First off, it would be useful to know that the PID for a process couldn't be recovered. For instance when inspecting a dump file, you might want to correlate the process in the dump with PID's recorded in some system log file. It would be confusing to go to "target list" and just have the Process: 1234 record that's usually there be just absent. So we need to represent that somehow. This could either be by cooking the PID, or as Pavel suggested by checking the process status when the PID is invalid and printing "unknown pid" if the PID is invalid but the process status is eStateStopped.

It seems like it would be cleaner to have GetID() express the difference between "process hasn't gotten to the point where I know it's pid yet", and "failure to recover the pid". But I don't think it's a good idea to randomly pick a PID - again if you are correlating the dump with other records that could send you off on a wild goose chase. We could make Process::GetID() return an optional, but that seems annoying and would be hard to express across the SB API boundary. We could either steal another PID for LLDB_UNKNOWN_PROCESS_ID (0xffffffffffffffff?).

I would prefer that we just pick a PID of 1 for minidumps if they are missing and we have minidump files that don't have PIDs. Then no other logic needs to change? Have you seen real minidumps that have memory and threads and no process ID?

The pid usually comes from the MinidumpMiscInfoFlags::ProcessID right? This is a minidump supported directory entry. We don't actually rely on /proc/%d/status right?

The pid usually comes from the MinidumpMiscInfoFlags::ProcessID right? This is a minidump supported directory entry. We don't actually rely on /proc/%d/status right?

Actually, we are. :/ Breakpad does not emit the Misc stream on linux. It always tries to emit the "status" stream, but it seems to sometimes fail (we are getting a fair amount of minidumps like this). It's not fully clear why this happens, but our current hypothesis is file descriptor exhaustion (EMFILE).

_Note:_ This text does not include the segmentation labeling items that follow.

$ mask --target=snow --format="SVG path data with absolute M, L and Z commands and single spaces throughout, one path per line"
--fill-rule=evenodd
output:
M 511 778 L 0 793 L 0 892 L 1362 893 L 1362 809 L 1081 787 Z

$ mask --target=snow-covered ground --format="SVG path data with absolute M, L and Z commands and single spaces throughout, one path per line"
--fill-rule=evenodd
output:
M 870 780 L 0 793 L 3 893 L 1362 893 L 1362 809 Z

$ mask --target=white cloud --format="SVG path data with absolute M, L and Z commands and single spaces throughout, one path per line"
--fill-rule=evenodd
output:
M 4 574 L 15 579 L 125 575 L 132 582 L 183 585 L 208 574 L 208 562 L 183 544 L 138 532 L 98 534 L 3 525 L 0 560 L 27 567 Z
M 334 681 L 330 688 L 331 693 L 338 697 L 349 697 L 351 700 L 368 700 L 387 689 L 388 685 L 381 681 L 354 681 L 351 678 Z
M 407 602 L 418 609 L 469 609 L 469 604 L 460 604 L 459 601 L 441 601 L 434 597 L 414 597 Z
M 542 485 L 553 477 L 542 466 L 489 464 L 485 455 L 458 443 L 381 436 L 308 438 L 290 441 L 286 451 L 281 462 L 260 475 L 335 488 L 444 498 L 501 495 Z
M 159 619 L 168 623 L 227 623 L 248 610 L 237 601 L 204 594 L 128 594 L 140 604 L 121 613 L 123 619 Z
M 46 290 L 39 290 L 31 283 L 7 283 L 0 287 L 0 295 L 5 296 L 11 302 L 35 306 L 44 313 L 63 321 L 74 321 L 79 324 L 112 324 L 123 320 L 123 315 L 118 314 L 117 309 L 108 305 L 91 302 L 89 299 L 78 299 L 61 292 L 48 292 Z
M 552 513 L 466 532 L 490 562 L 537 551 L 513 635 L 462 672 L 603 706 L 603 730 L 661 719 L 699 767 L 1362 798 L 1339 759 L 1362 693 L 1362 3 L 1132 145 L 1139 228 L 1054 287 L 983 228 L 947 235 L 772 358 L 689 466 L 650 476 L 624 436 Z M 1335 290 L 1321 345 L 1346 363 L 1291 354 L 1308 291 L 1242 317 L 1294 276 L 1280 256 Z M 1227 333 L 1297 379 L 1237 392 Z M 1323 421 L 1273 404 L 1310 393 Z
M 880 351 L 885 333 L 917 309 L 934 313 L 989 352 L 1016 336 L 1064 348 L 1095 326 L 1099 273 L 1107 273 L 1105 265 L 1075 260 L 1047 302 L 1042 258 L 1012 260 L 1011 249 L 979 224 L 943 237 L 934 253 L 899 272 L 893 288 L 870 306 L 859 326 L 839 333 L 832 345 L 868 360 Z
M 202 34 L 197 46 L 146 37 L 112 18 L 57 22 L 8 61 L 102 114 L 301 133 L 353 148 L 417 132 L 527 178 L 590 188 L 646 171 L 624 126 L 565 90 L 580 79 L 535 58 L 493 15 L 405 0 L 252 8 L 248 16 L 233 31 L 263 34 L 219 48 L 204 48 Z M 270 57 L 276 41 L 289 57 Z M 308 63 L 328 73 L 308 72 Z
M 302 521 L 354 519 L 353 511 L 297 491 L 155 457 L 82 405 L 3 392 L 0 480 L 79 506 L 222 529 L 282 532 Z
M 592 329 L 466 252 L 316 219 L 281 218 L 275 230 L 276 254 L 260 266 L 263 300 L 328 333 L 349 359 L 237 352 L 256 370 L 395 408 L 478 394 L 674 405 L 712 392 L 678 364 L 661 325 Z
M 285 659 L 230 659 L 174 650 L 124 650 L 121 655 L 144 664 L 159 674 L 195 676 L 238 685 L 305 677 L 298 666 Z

Crashpad is always out of process (so it should not suffer from EMFILE), and it also always emits the Misc stream. Since crashpad is the future, and it should always be able to save the PID, this problem will hopefully go away in the future, so I agree it does not make sense to go out of our way (and introducing LLDB_UNKNOWN_PROCESS_ID may be just that) to support this use case. However, I still wanted to see how far I can take this, since the gdb-remote code has a similar problem (though talking to bare metal stubs is also somewhat "niche"). And I do agree with Jim that it we avoid lying to the user.

I think I'll just set the pid to 1 instead. I'll moderate the lying aspect by mentioning this explicitly in the error/warning message.

labath updated this revision to Diff 237274.Jan 10 2020, 2:52 AM

PID := 1

This revision was not accepted when it landed; it landed in state Needs Review.Jan 20 2020, 4:17 AM
This revision was automatically updated to reflect the committed changes.